Sometimes these magnetism-related models are equilibrium models: What you’re searching for is the stable state that the system settles into, rather as a magnet achieves a state of uniform global orientation when it is cooled down. In other words, the question is what the final consensus state is. But consensus—that’s to say, equilibrium—isn’t always possible. Instead there might be a constant reshuffling of boundaries between different domains where different views predominate, driven by a degree of randomness in the orientation of individuals.

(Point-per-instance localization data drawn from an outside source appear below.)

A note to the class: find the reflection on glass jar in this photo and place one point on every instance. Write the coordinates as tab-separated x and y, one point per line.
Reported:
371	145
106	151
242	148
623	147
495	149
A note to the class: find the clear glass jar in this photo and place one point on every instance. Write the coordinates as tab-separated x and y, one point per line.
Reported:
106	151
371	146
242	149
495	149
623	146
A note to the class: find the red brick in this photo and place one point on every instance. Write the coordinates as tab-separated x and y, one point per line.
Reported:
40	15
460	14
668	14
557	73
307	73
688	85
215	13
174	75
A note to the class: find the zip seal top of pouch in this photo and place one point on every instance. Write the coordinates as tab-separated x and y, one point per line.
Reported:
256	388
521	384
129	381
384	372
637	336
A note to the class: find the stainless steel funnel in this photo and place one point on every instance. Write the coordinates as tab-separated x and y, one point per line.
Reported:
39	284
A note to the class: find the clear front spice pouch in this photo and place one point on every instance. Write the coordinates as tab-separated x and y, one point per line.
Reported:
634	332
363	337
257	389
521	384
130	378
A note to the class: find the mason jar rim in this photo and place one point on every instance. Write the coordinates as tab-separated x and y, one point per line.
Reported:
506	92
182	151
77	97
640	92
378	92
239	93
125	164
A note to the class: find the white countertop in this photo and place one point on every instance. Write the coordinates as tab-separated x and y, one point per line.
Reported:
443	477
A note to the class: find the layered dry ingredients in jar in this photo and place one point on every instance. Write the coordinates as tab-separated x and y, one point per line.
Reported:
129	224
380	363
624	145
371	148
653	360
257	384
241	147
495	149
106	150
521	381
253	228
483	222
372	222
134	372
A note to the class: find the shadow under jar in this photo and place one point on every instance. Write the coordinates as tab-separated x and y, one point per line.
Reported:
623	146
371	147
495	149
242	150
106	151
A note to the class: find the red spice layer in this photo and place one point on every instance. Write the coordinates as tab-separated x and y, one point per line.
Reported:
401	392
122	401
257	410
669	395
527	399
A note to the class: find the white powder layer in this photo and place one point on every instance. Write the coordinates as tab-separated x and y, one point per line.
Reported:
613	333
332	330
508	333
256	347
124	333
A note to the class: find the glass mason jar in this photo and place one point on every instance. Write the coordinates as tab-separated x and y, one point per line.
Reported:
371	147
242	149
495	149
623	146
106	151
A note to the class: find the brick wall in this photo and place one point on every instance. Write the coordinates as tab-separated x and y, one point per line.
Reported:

These non-equilibrium models show us that such randomness needn’t produce total disorder: Because of the interactions between opinion-forming agents, islands of temporary consensus can develop, their size and shape constantly changing. In some situations this collective behavior produces the same kind of herding, copy-cat behavior that tips economic markets into big fluctuations. Such outcomes mean that, rather like avalanches set in train by a few tumbling stones (a classic scenario in non-equilibrium physics), small effects can have big consequences. These convulsions may not be predictable individually, but we can at least forecast the likelihood of them happening. Then we can build our social structures and institutions to take them properly into account. It’s rather like planning flood defenses: We need to know if rare big events due to large storms are expected every decade, or every millennium.
In walking, driving, and voting, the range of alternative actions is rather small, and so making physics-based models doesn’t seem too much of a stretch. But some scientists are attempting to extend such models to more ambitious scenarios, such as war and terrorism, the historical evolution and growth of cities and states, or human habits related to climate change. Increasingly these efforts involve the collaboration of social scientists, computer scientists, game theorists, and physicists—they can’t be tackled from within academic siloes. As our ability to model complexity increases, we might hope for ever greater realism: Some researchers are already talking about imbuing their model agents with rudimentary simulations of decision-making neural hardware, so that they don’t just respond to “social forces” as a piece of iron does to a magnet.
A physics of society should be predictive, not prescriptive. It can’t tell us which actions and structures are just and moral. And if it includes subtle ideological biases, even if inadvertent, it risks becoming just another “theory” used to shore up political preferences. Done well, though, social physics might give us foresight, showing us the likely consequences of particular choices and helping us to plan social structures and institutions, laws and cities, to fit with human nature rather than trying to make human nature fit them. It wouldn’t be a crystal ball, but more akin to predicting the weather: a probabilistic, contingent description of perpetual change. After all, perhaps today more than ever we could do with some idea of what lies around the corner.
Philip Ball is the author of Invisible: The Dangerous Allure of the Unseen and many books on science and art.